A Portrait of Colorado Springs

The 1900’s

Before, during and immediately after World War I, life in Colorado Springs rolled along at a relatively placid pace, though it held its share of both exciting and dark moments. 

Nikola Tesla, world-famous scientist and inventor, experimented here at the turn of the century.

Police officer John Rowan was killed in a shootout with a gang of robbers led by "Kansas City Blackie" in July of 1918.

Even more tourist trade entered the region with the full advent of the automobile, which had first chugged into the Pikes Peak region in 1899.

The airplane first showed itself off in the Springs in 1911, but then, in 1926, one crashed and killed a man near the intersection of Kiowa Street and Nevada Avenue.

The town experienced its worst snowstorm in December of 1913 when over 40 inches of snow fell.

The town reached one of its more darker moments in the 1920s when the Ku Klux Klan attempted to infiltrate the local school board in 1925, after dramatically showing its initial presence with a cross burning at the top of Pikes Peak in 1923. Citizens, however, defeated them at the polls here, though they controlled the state government from 1924-1926.

Compared to other cities, Colorado Springs' troubles with Prohibition were relatively benign, if colorful.

Until World War II, the local economy largely revolved around the tourism trade. But during World War II, the Springs embarked on a fateful relationship with the United States military, when the U.S. Army established Camp Carson south of the city. The story goes that the Army was partly swayed when a group of generals, staying at the Broadmoor in 1939, were treated to a secret cache of fine liquor Penrose had socked away during Prohibition. Whatever the reason, the military influence would become a permanent part of the city's makeup.

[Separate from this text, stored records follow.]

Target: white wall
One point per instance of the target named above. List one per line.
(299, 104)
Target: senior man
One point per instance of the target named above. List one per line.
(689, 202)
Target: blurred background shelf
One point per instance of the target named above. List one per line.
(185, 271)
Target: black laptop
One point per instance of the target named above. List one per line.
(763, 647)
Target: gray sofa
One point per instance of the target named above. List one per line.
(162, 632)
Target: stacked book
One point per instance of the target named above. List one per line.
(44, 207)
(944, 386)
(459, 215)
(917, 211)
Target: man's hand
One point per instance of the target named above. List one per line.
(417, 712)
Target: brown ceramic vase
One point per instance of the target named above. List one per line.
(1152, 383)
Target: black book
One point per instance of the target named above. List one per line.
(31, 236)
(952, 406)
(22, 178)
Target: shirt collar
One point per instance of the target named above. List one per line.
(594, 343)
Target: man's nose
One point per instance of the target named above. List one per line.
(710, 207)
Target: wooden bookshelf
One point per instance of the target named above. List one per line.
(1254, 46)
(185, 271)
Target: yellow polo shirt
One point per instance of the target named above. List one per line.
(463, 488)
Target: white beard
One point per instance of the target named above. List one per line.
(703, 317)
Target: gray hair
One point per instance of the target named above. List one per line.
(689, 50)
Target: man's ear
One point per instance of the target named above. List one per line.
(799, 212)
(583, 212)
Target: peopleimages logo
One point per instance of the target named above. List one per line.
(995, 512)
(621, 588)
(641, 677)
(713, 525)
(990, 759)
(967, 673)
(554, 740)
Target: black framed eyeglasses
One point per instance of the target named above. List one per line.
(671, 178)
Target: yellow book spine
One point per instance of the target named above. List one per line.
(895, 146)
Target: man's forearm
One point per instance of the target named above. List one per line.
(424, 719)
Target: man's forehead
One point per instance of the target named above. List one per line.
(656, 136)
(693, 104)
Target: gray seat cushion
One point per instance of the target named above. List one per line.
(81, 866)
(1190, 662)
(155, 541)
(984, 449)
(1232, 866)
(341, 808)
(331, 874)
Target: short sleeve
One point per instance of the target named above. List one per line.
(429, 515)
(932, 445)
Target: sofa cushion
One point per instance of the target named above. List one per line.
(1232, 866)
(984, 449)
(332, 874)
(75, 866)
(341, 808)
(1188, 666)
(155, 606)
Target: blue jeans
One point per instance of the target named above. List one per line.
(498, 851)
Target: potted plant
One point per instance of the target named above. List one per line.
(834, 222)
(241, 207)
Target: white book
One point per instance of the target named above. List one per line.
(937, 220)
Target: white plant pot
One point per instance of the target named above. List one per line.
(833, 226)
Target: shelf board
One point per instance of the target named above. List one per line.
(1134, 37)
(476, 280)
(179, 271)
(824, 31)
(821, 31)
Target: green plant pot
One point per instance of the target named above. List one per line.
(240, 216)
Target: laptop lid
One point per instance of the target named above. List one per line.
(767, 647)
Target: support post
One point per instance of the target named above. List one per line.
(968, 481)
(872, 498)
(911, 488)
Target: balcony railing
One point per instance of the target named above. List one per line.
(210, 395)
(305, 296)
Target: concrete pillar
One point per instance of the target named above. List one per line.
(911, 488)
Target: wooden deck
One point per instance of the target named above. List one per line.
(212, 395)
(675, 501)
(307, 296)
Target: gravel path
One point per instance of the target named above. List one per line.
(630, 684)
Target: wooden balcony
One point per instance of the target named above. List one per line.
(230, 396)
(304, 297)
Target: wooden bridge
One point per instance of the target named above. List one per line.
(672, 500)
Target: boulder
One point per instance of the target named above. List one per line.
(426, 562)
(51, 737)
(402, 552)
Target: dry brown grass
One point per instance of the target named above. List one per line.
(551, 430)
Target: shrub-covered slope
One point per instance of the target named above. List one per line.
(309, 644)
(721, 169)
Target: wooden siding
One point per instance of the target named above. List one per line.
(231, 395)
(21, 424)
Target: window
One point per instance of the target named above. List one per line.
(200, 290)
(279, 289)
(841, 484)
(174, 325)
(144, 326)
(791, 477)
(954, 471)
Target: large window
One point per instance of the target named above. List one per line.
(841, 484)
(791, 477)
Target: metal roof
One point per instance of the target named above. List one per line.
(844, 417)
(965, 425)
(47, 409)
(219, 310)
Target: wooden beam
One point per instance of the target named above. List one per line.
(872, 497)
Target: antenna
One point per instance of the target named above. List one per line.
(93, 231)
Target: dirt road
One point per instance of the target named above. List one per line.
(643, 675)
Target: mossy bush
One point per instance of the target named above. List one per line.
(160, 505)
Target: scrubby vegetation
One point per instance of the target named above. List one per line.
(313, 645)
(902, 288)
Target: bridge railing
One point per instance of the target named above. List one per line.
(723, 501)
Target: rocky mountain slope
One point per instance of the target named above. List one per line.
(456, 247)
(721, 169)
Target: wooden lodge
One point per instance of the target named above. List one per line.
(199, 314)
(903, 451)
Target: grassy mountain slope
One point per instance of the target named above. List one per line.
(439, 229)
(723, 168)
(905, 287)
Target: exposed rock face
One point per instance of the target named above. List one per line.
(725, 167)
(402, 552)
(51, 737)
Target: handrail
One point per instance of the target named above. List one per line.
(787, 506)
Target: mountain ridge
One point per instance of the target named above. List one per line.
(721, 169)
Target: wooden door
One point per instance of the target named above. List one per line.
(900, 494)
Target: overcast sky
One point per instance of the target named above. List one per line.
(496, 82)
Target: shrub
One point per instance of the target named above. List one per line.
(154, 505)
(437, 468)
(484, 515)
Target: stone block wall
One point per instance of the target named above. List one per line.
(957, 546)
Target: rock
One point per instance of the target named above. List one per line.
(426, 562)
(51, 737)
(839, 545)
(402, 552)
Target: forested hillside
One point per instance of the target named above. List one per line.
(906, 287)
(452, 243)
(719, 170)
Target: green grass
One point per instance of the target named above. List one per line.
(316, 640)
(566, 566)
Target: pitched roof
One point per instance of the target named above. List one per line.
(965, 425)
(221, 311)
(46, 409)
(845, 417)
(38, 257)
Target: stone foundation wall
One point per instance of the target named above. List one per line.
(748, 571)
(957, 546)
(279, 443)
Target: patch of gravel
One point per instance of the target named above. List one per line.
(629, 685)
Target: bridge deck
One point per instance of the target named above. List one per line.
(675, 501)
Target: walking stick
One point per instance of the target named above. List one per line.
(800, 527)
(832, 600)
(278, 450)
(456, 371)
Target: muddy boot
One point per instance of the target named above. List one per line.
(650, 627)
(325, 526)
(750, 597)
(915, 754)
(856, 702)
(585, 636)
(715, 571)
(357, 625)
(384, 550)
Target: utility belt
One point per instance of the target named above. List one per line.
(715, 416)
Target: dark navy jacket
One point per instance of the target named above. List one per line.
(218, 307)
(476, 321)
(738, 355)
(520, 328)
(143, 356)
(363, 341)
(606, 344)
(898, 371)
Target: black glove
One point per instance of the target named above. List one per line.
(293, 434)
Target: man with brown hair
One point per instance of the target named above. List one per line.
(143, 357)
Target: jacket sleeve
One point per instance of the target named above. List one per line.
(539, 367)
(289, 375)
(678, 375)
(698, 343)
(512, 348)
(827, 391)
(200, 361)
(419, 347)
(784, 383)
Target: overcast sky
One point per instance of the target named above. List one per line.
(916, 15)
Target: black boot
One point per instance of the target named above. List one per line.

For the Army, the attractiveness of the area had to do with land, plentiful and cheap. As the country entered World War II, Camp Carson was a training facility that had, at its peak, more than 40,000 troops. But a year after the war's end, the complement had fallen to about 600, indicating the military presence locally was to have been a temporary one.

But the Camp stayed in operation, and its population grew. It became Fort Carson in 1954, and survived a threat of closure in the early 1960s and 1990s.

Colorado also became the site for the Air Force Academy, brought here by a feat of politicking by Colorado's elected officials. Nearly 600 locations had been submitted to the commission that decided where the academy was to go. The first class actually entered a temporary facility at Lowry Air Force Base outside Denver; when the academy's permanent complex was completed, it showcased the architectural splendor of the academy chapel. Overall, the academy would lend support to tourism, and the military presence would further the city's growth, a matter that has been a focal point of the city's government almost since its inception.

As Colorado Springs entered the 1980s, its fame grew as a new home to high-tech companies and, into the 1990s, as a home for religious organizations, including Focus on the Family, which relocated here from California in 1991.

Attracted by the city's quality of life and scenery, Colorado Springs has been experiencing a tremendous amount of growth in population and construction. The city has a great deal to offer and much more history to make.